La vulnérabilité Argo CD laisse fuir des informations sensibles des applications Kubernetes

octopus

Une vulnérabilité dans Argo CD, utilisée par des milliers d’organisations pour déployer des applications sur Kubernetes, peut être exploitée dans des attaques pour divulguer des informations sensibles telles que des mots de passe et des clés API.

Suivie sous le nom de CVE-2022-24348, la faille de traversée de chemin a été découverte par l’équipe de recherche en sécurité d’Apiiro et peut entraîner une escalade des privilèges, la divulgation d’informations et des attaques par mouvement latéral.

Les auteurs de menaces peuvent exploiter la vulnérabilité en chargeant un fichier YAML Kubernetes Helm Chart malveillant sur le système cible, permettant l’extraction d’informations sensibles à partir d’autres applications.

Le diagramme ci-dessous montre comment un flux d’attaque utilisant CVE-2022-24348 fonctionnerait.

Flux d’attaque à l’aide de fichiers de valeurs Helm
Source : Apiiro

La condition préalable à une attaque réussie est d’avoir l’autorisation de créer ou de mettre à jour des applications et de connaître ou de deviner le chemin complet vers un fichier contenant du YAML valide.

Le respect de ces exigences ouvre la voie à la création d’un graphique Helm malveillant pour consommer YAML en tant que fichiers de valeurs, accédant éventuellement à des données normalement inaccessibles.

Impact et remédiation

Argo CD est utilisé par des milliers d’organisations dans le monde, la découverte de la vulnérabilité est donc importante et nécessite une attention immédiate de la part des développeurs et des administrateurs.

Les développeurs d’Argo CD envisagé la possibilité d’un acteur malveillant utilisant des fichiers de valeur Helm en dehors du dossier du graphique et a tenté de résoudre le problème avec un nouveau mécanisme de vérification introduit dans la version 1.3.0, publiée en 2019.

Cependant, comme l’a découvert Apiiro maintenant, il existe un moyen de contourner les vérifications anti-traversement de chemin si les fichiers de valeur répertoriés sont conçus pour ressembler à un URI.

L’analyseur spécial traite le chemin du fichier local comme un URI, suppose qu’il a reçu une requête HTTP et l’accepte sans tests de validité supplémentaires.

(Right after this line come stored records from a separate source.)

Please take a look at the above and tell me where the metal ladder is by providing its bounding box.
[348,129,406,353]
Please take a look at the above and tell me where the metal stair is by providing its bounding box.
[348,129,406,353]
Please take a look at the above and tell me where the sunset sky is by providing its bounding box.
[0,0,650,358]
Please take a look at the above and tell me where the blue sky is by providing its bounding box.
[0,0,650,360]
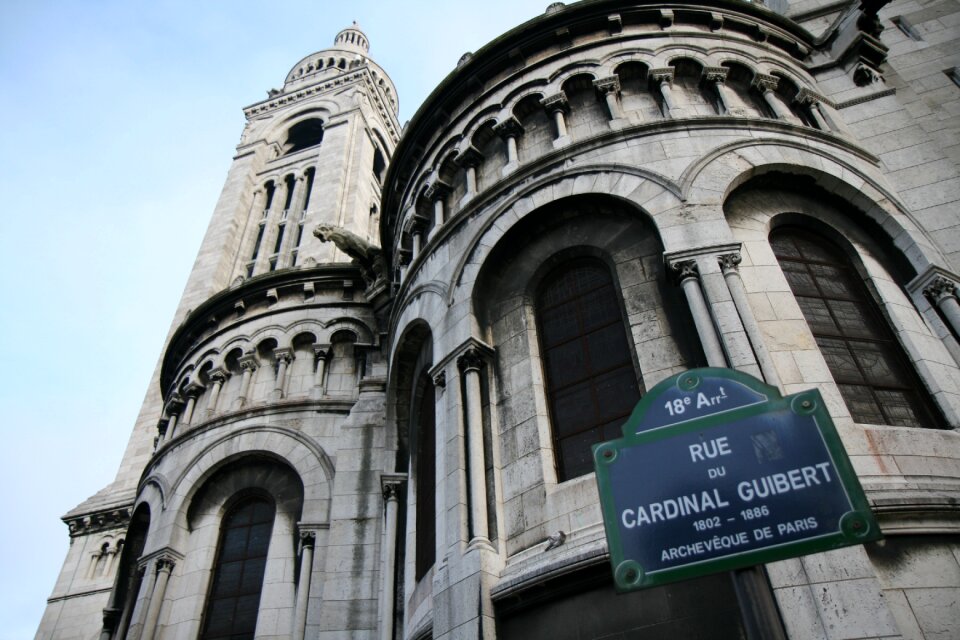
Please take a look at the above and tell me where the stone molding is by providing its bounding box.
[63,505,133,538]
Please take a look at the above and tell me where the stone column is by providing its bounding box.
[493,116,523,176]
[649,67,677,118]
[243,186,267,275]
[753,73,796,122]
[207,367,230,417]
[457,348,490,545]
[540,91,570,147]
[277,174,307,267]
[593,76,623,120]
[923,275,960,335]
[87,549,103,580]
[164,393,184,442]
[236,353,257,409]
[254,178,285,273]
[311,344,330,398]
[272,348,293,400]
[408,214,427,260]
[180,382,204,426]
[380,477,403,640]
[670,260,727,367]
[455,146,483,208]
[717,251,780,387]
[796,87,830,131]
[100,544,117,577]
[703,67,746,116]
[293,530,317,640]
[113,567,144,640]
[153,418,170,451]
[397,248,412,282]
[424,180,450,235]
[140,556,176,640]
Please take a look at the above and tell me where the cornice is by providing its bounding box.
[61,504,133,538]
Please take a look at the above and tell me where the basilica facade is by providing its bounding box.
[37,0,960,640]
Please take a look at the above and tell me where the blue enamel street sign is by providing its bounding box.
[593,369,880,591]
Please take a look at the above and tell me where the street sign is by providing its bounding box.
[593,368,881,591]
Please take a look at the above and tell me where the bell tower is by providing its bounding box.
[37,23,400,640]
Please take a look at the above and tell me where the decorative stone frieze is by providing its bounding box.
[63,507,131,538]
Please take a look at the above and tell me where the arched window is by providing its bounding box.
[770,227,937,427]
[412,373,437,580]
[286,118,323,153]
[200,497,275,640]
[536,260,640,481]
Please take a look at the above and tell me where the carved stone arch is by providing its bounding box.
[704,47,760,69]
[446,165,682,305]
[169,426,335,527]
[600,47,654,73]
[386,317,434,472]
[547,60,603,87]
[322,316,376,344]
[134,471,170,513]
[497,78,549,113]
[682,146,944,273]
[651,42,710,67]
[250,324,290,349]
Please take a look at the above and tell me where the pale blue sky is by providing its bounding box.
[0,0,549,640]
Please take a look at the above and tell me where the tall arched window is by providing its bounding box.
[770,227,937,427]
[412,373,437,580]
[536,259,640,480]
[200,497,276,640]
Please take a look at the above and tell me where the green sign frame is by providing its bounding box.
[593,368,882,592]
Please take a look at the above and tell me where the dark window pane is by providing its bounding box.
[817,338,863,382]
[783,264,820,296]
[540,303,580,348]
[770,228,937,426]
[839,384,886,424]
[552,381,596,438]
[201,498,274,640]
[546,340,588,387]
[536,261,640,480]
[797,296,840,336]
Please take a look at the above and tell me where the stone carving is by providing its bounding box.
[313,224,387,285]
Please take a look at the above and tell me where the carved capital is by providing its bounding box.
[540,91,570,113]
[670,260,700,282]
[457,347,483,373]
[382,482,400,502]
[923,275,957,304]
[300,529,317,547]
[593,76,620,95]
[238,353,259,373]
[454,145,483,167]
[183,381,206,400]
[210,367,230,385]
[703,67,730,84]
[751,73,780,93]
[794,87,830,105]
[717,251,743,274]
[423,178,452,202]
[166,392,187,416]
[156,556,177,573]
[647,67,674,84]
[493,116,523,138]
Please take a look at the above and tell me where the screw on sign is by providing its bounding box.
[593,368,880,591]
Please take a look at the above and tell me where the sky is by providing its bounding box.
[0,0,549,640]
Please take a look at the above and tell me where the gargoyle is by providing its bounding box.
[313,224,387,284]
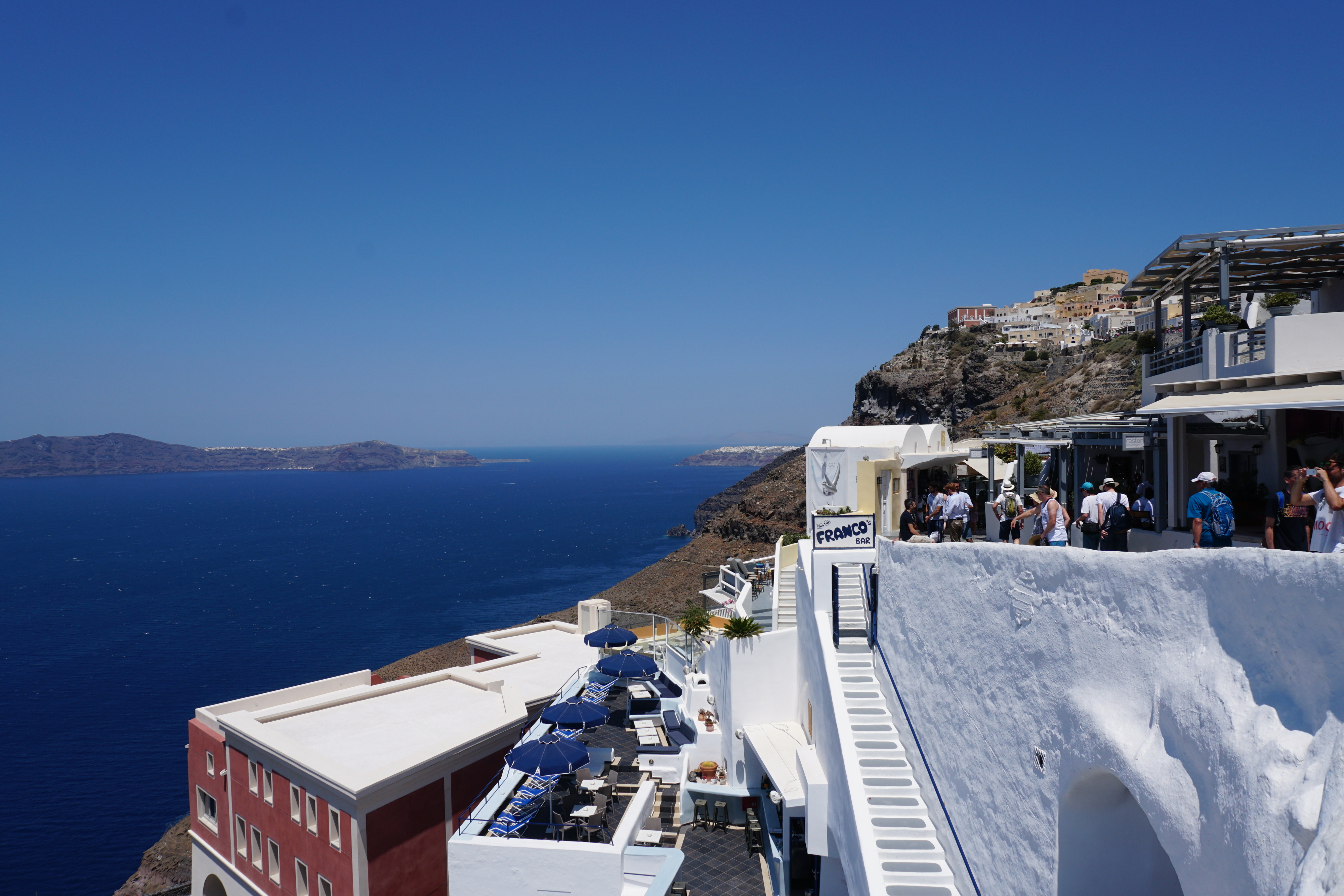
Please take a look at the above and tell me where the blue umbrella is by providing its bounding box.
[504,735,591,775]
[597,650,659,678]
[542,697,612,728]
[583,623,638,647]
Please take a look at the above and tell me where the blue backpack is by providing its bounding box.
[1208,492,1236,539]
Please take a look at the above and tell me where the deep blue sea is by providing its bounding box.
[0,446,750,896]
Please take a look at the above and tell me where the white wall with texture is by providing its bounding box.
[878,541,1344,896]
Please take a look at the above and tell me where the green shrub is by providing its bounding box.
[723,616,765,639]
[1202,305,1242,327]
[676,600,710,638]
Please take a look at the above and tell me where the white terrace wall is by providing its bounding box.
[700,629,798,787]
[876,540,1344,896]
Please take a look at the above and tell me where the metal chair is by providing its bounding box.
[710,799,728,830]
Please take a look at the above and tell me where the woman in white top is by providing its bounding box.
[1013,483,1068,548]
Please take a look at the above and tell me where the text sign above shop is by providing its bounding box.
[812,513,876,551]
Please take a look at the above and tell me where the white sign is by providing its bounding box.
[812,513,876,551]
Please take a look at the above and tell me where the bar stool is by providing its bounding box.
[691,799,710,827]
[710,799,728,830]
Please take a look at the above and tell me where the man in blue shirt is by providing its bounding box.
[1185,470,1235,548]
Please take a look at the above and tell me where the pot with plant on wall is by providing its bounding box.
[1261,293,1302,317]
[1202,305,1242,333]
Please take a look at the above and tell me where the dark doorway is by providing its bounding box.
[1058,768,1183,896]
[789,817,821,896]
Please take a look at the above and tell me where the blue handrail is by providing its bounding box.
[875,642,981,896]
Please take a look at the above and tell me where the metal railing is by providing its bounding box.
[1228,327,1267,366]
[1148,336,1204,376]
[878,642,981,896]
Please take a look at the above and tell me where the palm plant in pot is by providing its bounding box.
[1203,305,1242,331]
[1261,293,1302,317]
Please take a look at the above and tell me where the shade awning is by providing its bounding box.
[1138,382,1344,415]
[742,721,808,806]
[900,451,970,471]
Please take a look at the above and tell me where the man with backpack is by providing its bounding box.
[1097,475,1133,551]
[1078,482,1102,551]
[1265,466,1312,551]
[1185,470,1236,548]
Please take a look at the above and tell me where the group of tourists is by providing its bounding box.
[899,479,980,541]
[899,453,1344,553]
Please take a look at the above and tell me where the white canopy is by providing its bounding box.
[742,721,808,806]
[1138,380,1344,415]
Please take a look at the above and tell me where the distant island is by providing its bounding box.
[0,433,481,478]
[676,445,797,466]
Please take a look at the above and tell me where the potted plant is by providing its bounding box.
[723,616,765,641]
[1203,305,1242,332]
[1261,293,1302,317]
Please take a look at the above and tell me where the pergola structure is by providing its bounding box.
[1120,224,1344,341]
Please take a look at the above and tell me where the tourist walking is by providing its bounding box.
[1097,475,1133,551]
[1078,482,1101,551]
[1263,466,1316,551]
[989,489,1021,541]
[1013,482,1068,548]
[898,498,919,541]
[942,481,970,541]
[1185,470,1231,548]
[925,482,948,539]
[1293,451,1344,553]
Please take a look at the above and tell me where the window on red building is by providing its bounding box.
[196,787,219,834]
[266,840,280,887]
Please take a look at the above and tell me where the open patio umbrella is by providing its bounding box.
[504,735,591,775]
[597,650,659,678]
[542,697,612,728]
[583,623,638,647]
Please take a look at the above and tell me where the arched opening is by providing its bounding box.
[1058,770,1181,896]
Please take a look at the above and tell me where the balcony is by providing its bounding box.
[1144,312,1344,403]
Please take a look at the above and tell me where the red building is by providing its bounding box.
[187,622,597,896]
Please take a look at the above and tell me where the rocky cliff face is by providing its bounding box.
[844,328,1138,438]
[0,433,480,477]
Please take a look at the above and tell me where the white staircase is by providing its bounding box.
[825,564,960,896]
[773,565,798,631]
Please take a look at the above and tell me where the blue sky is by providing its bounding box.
[0,1,1344,446]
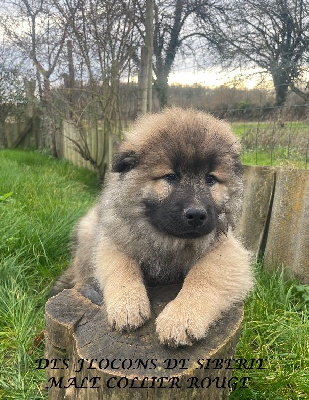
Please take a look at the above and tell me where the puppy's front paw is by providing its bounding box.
[105,287,151,331]
[156,299,209,347]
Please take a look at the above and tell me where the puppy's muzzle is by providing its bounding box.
[184,208,207,228]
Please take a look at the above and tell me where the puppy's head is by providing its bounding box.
[113,108,242,239]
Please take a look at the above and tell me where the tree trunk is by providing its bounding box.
[271,67,290,106]
[154,69,168,109]
[44,284,244,400]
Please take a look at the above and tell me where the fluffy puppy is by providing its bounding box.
[54,108,253,346]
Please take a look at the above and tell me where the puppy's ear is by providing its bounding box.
[112,151,139,173]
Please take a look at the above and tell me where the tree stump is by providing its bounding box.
[44,284,243,400]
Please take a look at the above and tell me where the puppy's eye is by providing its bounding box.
[162,174,178,182]
[205,174,218,186]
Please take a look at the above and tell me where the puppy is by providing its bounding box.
[54,108,253,346]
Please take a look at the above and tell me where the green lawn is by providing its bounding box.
[232,121,309,168]
[0,150,309,400]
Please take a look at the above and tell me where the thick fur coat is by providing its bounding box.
[54,108,253,346]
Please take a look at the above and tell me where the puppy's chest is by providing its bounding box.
[139,254,192,285]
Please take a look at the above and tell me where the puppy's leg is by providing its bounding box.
[156,234,253,346]
[95,239,150,330]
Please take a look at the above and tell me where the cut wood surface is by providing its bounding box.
[45,284,243,400]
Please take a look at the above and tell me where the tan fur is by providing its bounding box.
[51,108,253,346]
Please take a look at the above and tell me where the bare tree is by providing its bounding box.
[197,0,309,105]
[4,0,68,157]
[51,0,140,179]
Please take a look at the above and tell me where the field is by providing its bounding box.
[232,121,309,169]
[0,150,309,400]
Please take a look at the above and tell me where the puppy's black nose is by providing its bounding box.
[184,208,207,228]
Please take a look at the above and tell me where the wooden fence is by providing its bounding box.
[238,166,309,284]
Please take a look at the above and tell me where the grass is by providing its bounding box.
[0,150,98,399]
[0,150,309,400]
[231,265,309,400]
[232,120,309,169]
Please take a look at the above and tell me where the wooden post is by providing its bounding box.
[137,47,148,115]
[44,284,243,400]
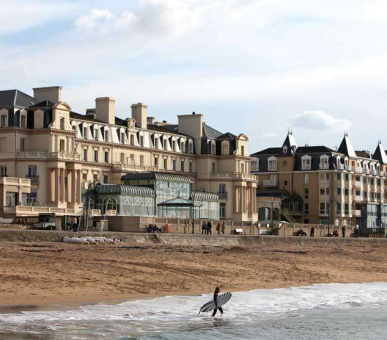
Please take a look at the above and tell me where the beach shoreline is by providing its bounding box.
[0,241,387,312]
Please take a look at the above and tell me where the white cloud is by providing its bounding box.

« Parce que le reposerver utilise une structure de fichier monolithique et déterministe, toutes les autres applications hors limites ont un format et un chemin définis et prévisibles, » – explique Apiiro

« Un attaquant peut assembler un appel direct concaténé à un fichier values.yaml spécifié, qui est utilisé par de nombreuses applications comme vassal pour les valeurs secrètes et sensibles. »

L’impact de ceci est la divulgation du contenu des fichiers sur le même référentiel et l’abus du contenu pour effectuer des actions malveillantes supplémentaires.

L’équipe Apiiro a signalé le problème au fournisseur le 30 janvier 2022 et a reçu une réponse presque immédiate.

Argo CD a publié aujourd’hui une mise à jour de sécurité contenant le correctif pour CVE-2022-24348, avec version 2.3.0-rc4. Il est recommandé à tout le monde de le mettre à niveau car il n’y a pas de solution de contournement.

Pour plus de détails du côté du fournisseur, consultez cet avis de sécurité publié par l’équipe Argo CD sur GitHub.